Further, they allow computers to infer new knowledge, to “automate various kinds of reasoning”, mimicking the human brain in understanding very complex things, abstract and real, but at a low level of reasoning compared to a human.
Think of a Semantic Graph as a new type of very fancy database that’s the closest we can get to a computer brain at this point in time, with the reasoning power of a child under three. It understands things and can perform basic reasoning, but it isn’t the “deep reasoning” that we would like. That level of intelligence is probably 30 to 50 years away.
There’s was a problem though. The Semantic Graph architecture proposed by Berners-Lee et al was missing critical components, and other proposed components were not fit for purpose.
In the years following the Berners-Lee proposal, most software vendors and start-ups found it too challenging and sought alternative approaches to building a Graph database suitable for computer knowledge.
These various alternative approaches have become known as “Properties Graphs”.
Watch - The Year of the Graph.
Meanwhile, Berners-Lee had founded the World Wide Web Consortium, “W3C”, to develop standards for the World Wide Web, as well as for the Semantic Web that was the subject of his dream. Some software vendors and a very few start-ups persevered to implement the many standards developed for Semantic Graphs, Ontologies and RDF.
Some, like us, also sought to develop high level user interfaces to the complex components so that complexity could be automated ‘under the covers’.
Our objective was to make sophisticated descriptions of things, that Semantic Graphs facilitate, available to medium skilled data scientists and administrators, without the need for them to have a mathematics degree or a PhD.
We sought to deliver to enterprises, individuals and society the Berners-Lee dream, and all the benefits that thirty years of research and standards-setting promised.
So, what are the benefits that Semantic Graphs have over Properties Graphs?
- Support for automated integration of structured data sources.
- Support for automated integration of unstructured data sources (text, video, audio) using OCR, Machine Learning, and Natural Language Processing for sophisticated knowledge discovery.

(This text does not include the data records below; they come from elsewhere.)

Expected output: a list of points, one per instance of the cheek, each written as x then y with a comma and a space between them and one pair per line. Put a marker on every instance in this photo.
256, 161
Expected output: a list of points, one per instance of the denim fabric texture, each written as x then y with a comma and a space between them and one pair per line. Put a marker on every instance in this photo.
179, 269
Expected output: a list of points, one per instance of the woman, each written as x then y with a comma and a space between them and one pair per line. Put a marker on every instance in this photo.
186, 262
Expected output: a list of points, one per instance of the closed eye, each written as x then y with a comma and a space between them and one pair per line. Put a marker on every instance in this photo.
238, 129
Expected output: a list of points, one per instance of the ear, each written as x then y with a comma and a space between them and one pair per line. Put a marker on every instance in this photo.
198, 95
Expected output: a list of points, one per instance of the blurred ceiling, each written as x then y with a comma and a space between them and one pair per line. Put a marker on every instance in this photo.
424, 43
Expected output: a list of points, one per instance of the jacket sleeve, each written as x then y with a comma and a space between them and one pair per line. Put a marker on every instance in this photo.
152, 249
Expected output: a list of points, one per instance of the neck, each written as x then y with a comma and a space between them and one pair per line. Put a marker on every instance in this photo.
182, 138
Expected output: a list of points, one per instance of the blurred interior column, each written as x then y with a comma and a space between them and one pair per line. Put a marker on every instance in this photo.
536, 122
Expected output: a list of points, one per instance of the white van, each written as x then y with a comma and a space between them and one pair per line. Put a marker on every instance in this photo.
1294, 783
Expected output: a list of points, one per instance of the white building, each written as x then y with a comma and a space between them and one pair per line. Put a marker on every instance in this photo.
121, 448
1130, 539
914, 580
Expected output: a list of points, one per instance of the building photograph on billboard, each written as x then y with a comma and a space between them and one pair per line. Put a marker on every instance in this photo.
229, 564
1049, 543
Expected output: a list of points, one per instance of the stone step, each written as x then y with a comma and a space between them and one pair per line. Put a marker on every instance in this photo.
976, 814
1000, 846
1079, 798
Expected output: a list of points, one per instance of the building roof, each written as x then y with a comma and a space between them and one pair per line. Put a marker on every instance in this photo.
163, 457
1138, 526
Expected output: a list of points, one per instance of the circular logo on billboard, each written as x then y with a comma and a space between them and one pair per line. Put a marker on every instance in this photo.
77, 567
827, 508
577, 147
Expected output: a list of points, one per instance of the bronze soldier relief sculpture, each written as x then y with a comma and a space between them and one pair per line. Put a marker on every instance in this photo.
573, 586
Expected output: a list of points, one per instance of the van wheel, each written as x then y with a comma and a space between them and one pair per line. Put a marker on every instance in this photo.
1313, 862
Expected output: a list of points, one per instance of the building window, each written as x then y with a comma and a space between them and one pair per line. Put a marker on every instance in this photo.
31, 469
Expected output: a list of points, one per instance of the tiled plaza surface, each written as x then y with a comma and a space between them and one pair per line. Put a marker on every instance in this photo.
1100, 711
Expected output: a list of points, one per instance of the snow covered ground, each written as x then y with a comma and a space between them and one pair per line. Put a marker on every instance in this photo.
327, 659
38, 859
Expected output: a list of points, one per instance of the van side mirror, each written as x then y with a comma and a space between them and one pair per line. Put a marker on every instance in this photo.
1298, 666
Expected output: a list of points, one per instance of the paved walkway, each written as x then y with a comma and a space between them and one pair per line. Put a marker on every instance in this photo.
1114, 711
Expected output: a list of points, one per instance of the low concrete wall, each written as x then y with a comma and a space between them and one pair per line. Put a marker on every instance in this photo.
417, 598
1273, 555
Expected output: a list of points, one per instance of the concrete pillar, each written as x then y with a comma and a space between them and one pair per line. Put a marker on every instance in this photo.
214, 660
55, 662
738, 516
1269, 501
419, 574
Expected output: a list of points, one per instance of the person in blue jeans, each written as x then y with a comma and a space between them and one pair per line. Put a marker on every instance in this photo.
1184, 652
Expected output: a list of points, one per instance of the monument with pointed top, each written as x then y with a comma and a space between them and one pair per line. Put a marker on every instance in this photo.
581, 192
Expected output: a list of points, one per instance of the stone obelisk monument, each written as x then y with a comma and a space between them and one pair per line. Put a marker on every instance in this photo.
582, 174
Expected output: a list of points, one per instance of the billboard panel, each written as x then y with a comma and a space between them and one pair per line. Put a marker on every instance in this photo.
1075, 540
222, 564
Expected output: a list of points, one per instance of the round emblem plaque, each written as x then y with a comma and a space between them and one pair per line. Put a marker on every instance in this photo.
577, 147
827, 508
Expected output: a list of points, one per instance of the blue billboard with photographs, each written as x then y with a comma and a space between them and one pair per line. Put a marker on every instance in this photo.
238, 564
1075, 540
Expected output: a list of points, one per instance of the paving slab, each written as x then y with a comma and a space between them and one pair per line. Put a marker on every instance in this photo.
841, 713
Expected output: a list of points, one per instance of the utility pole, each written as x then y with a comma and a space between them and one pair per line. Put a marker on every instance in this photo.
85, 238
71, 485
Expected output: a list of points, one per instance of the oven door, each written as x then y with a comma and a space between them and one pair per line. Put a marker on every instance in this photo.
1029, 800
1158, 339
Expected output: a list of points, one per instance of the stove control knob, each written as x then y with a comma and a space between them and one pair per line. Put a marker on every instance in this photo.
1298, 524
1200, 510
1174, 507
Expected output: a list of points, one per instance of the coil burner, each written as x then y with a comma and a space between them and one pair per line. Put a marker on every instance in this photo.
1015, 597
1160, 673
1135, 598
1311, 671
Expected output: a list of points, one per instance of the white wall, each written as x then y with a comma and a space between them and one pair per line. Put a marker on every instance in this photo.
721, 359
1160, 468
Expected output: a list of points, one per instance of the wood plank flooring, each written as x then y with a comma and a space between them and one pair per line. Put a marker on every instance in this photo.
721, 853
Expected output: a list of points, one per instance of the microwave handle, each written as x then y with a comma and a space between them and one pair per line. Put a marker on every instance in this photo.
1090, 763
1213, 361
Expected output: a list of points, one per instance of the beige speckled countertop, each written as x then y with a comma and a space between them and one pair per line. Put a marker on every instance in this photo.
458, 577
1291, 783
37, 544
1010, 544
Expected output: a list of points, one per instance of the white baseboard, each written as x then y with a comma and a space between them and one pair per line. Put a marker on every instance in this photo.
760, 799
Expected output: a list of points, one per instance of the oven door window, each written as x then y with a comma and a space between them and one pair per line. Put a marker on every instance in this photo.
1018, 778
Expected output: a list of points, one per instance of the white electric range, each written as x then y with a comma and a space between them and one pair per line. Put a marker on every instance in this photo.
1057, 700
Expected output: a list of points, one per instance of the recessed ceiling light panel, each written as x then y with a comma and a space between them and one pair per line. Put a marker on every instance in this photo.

- Simple (putative) ontologies can be automatically generated from the Semantic Graph data and then enriched using ontology editors.
- Able to provide for the most complex and sophisticated descriptions of any Graph data model, a mandatory requirement for automated and robust AI.
- Can update data in existing Semantic Graphs dynamically and quickly.
- Can discover new knowledge using common Inferencing Engines.
- Utilize the Linked Open Data standard to link to one unique version of the truth (via URIs/URLs) internally and externally.
- Provide superior data integration and interoperability with ontologies that define the meaning of concepts, phrases and words across multiple environments.
- A query language, called “SPARQL”, compatible with multiple internal and external data source technologies removing the need to migrate data before you can query it.
- Ontologies and RDF used to define knowledge are shared, reusable and editable between knowledge experts, e.g. in medical research.
- Thirty years of standards setting provide portability of Graph content (including ontologies (rules) and RDF (facts)) between Semantic Graph vendors, protecting your investment.
- A standardized query language in the style of SQL, further aiding portability, by avoiding proprietary query languages that Property Graphs have.
The above benefits are far from trivial, they go to the heart of why Semantic Graphs are strategic and tactical, while alternatives are more tactical and potential dead ends.
"Property Graphs are easy to get started with. People think RDF based Knowledge Graphs are hard to understand, complex and hard to get started with. There is some truth to that characterization." Source.
People think RDF is a pain because it is complicated. The truth is even worse. RDF is painfully simplistic, but it allows you to work with real-world data and problems that are horribly complicated. Source.